I'm visiting the department's crowded, ground floor office in Great Portland Street, central London. The RNIB has kindly offered to include details of NAG booklets in a mail-out to 340 peripatetic teachers. This is one way in which a small group like ours can access the resources of RNIB and work together.
For those of you who haven't heard of nystagmus before, it's a complex condition which manifests itself in the form of an involuntary movement of the eyes, normally from side to side, which seriously reduces vision and causes a host of other, less well understood problems.
At least one in a thousand people has nystagmus, and one survey in Oxfordshire (1) found that one in 670 children has the condition, whichshould always be referred to an ophthalmologist. Nystagmus is normally diagnosed by the age of one, and often occurs with other eye conditions, such as glaucoma, childhood cataracts and coloboma. It can also occur with cerebral palsy, Down's Syndrome and many motor system diseases. Although one estimate suggests one in three cerebral palsy sufferers has nystagmus, its effects sometimes go unnoticed in such cases.

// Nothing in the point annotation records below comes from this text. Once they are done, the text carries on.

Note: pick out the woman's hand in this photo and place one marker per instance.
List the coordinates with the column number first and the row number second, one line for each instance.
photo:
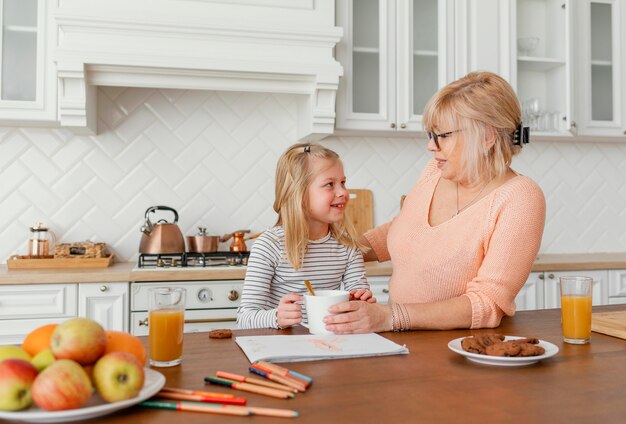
column 289, row 312
column 358, row 317
column 362, row 294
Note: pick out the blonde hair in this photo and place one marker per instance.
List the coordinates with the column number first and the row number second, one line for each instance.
column 293, row 176
column 483, row 105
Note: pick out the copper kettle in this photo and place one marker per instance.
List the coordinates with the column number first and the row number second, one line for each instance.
column 162, row 236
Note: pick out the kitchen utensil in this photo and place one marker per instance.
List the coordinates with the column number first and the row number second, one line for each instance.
column 41, row 241
column 162, row 236
column 360, row 210
column 611, row 323
column 202, row 242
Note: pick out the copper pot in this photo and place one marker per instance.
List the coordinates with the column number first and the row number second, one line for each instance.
column 162, row 236
column 203, row 243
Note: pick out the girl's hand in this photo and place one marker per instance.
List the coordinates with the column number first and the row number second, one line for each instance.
column 358, row 317
column 289, row 312
column 362, row 294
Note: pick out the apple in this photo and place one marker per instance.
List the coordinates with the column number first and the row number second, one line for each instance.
column 118, row 376
column 80, row 339
column 43, row 359
column 13, row 352
column 16, row 379
column 63, row 385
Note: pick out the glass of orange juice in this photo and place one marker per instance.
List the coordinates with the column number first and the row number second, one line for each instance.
column 576, row 309
column 166, row 319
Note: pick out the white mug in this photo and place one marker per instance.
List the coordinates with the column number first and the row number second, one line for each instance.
column 317, row 308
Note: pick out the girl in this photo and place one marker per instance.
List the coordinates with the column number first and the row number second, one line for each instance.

Nystagmus has a number of causes and is usually a symptom of an underlying problem in the eye or the neural pathways behind the eye. It is almost always present with albinism. Sometimes it is inherited, but in many cases there is no family history of the condition. There is no known cure and glasses and contact lenses will not correct nystagmus, although they should be worn if prescribed for another eye problem.
People also develop nystagmus in later life, sometimes on its own, sometimes as a symptom of multiple sclerosis and other diseases. Its effects in later life are less predictable and poorly documented. Being diagnosis specific, we don't aim to duplicate or compete with the work of RNIB or other charities and self help groups. However, we do see plenty of opportunities for cooperation. One of our tasks is to persuade our members that they should use RNIB, and that just because it's got the word `blind' in its title doesn't mean the RNIB caters only for those registered as blind.
It's rare now that one of our quarterly Focus newsletters goes out without at least one reference to RNIB. The June issue mentioned the Family Weekends in September, and prompted several enquiries to the RNIB.